Cyclical variation of the relative prothymocyte activity in the regenerating BM of sublethally irradiated mice. A cohort of 5-wk-old CD45.2 C56BL/6 mice was sublethally irradiated (6 Gy) to synchronize the regeneration of prothymocytes in BM. BM cells were harvested from a different group of four mice at weekly intervals thereafter and tested for relative prothymocyte activity. For this purpose, the total BM cells in a single femur from each donor were injected i.v. into an irradiated (6 Gy) 5-wk-old CD45.1 recipient (one femoral equivalent per recipient), and the peak level of thymocyte chimerism for each time point was determined 28 days later. Results indicate the mean percentage ± SD (A) and mean number ± SD (B) of donor-origin thymocytes. Representative experiment (one of two with similar results). ∗, p < 0.01 between the indicated values and the preceding peak value.

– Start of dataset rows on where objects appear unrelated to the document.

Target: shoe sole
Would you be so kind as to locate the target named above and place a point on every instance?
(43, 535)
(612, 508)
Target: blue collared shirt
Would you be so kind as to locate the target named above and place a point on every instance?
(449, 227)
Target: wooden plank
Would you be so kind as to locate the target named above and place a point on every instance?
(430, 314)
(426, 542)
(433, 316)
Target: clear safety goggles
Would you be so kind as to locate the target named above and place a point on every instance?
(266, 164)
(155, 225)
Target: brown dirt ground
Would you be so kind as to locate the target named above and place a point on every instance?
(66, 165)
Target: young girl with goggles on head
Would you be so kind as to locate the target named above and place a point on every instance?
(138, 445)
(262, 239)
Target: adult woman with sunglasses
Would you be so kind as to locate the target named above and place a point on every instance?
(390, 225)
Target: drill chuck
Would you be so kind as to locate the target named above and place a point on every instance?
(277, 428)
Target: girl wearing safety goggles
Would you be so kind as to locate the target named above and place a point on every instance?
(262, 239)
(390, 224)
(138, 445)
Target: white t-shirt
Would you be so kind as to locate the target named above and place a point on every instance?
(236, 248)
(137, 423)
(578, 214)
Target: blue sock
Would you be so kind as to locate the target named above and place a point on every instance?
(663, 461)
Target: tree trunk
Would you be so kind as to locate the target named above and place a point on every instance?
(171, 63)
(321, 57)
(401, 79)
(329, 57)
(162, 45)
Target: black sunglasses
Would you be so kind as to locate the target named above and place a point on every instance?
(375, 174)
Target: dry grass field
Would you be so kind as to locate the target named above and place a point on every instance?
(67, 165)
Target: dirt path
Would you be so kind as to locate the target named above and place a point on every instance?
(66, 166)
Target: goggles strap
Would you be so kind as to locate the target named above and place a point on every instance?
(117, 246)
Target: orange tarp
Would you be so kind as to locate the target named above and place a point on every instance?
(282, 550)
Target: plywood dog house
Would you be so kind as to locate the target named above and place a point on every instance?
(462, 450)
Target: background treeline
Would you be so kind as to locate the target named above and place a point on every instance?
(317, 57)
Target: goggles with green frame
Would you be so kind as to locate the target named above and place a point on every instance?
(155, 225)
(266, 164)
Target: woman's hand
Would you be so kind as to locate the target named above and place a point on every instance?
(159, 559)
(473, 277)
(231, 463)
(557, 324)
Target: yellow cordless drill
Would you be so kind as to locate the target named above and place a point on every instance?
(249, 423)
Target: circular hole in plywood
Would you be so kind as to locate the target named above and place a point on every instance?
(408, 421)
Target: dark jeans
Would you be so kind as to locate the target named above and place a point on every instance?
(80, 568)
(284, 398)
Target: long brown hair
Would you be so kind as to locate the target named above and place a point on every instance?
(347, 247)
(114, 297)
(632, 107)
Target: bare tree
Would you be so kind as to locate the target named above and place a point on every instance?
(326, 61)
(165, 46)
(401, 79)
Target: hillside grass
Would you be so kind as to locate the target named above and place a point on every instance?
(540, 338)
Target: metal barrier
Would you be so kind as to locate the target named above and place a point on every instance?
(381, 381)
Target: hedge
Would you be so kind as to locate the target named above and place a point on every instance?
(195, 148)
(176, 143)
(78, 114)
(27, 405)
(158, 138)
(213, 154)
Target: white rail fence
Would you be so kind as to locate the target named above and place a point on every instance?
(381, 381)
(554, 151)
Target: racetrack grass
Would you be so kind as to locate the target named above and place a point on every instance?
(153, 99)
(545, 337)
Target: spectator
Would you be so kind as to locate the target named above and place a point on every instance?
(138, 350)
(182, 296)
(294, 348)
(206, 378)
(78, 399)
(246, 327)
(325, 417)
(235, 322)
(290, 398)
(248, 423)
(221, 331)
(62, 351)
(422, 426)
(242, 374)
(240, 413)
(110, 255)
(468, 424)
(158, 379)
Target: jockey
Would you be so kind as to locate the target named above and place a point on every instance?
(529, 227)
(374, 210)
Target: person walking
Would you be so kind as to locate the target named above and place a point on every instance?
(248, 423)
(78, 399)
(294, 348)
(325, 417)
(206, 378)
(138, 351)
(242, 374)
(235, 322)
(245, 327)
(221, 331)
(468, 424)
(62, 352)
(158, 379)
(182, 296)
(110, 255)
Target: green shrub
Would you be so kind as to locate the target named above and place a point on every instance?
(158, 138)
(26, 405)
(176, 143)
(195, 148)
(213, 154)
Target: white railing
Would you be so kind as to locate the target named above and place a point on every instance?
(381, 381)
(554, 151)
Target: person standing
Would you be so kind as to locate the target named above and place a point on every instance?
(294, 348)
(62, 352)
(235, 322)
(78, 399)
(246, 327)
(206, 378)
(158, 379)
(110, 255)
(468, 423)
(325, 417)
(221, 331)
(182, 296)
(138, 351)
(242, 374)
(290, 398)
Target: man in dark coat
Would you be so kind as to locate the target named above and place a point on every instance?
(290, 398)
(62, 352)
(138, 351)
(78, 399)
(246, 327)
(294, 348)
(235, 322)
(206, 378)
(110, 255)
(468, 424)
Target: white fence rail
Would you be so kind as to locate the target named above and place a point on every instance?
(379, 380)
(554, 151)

Coordination of the exportation of prothymocytes by the BM with their gated importation by the thymus

To formally test our hypothesis of cyclically coordinated exportation and importation of prothymocytes by BM and thymus, we compared the kinetics of appearance of prothymocytes in the blood of normal (nonirradiated) adult mice with both the availability of niches for prothymocytes in BM and the status (open or closed) of the IMV gates for prothymocytes. In these experiments, a cohort of normal C56BL/6 (CD45.2) mice was divided into six groups and, at weekly intervals between 7 and 12 wk of age, a different group was injected i.v. with BM cells from weanling CD45.1 donors. In addition, some mice in each group were not injected. The receptivity of the thymus for prothymocytes (open IMV gates; empty BM niches) was determined by measuring the frequency and mean levels of thymocyte chimerism 28 days after cell transfer. The receptivity of the BM for prothymocytes (empty BM niches) was determined by measuring the ability of such BM, obtained 4 days after cell transfer, to establish thymocyte chimerism in irradiated CD45.2 recipients. The relative prothymocyte activity in the blood of the uninjected mice was determined by measuring the ability of the nucleated cells in 0.5 ml of heart blood to induce thymocyte chimerism after i.t. injection into irradiated CD45.1 recipients (one donor per recipient).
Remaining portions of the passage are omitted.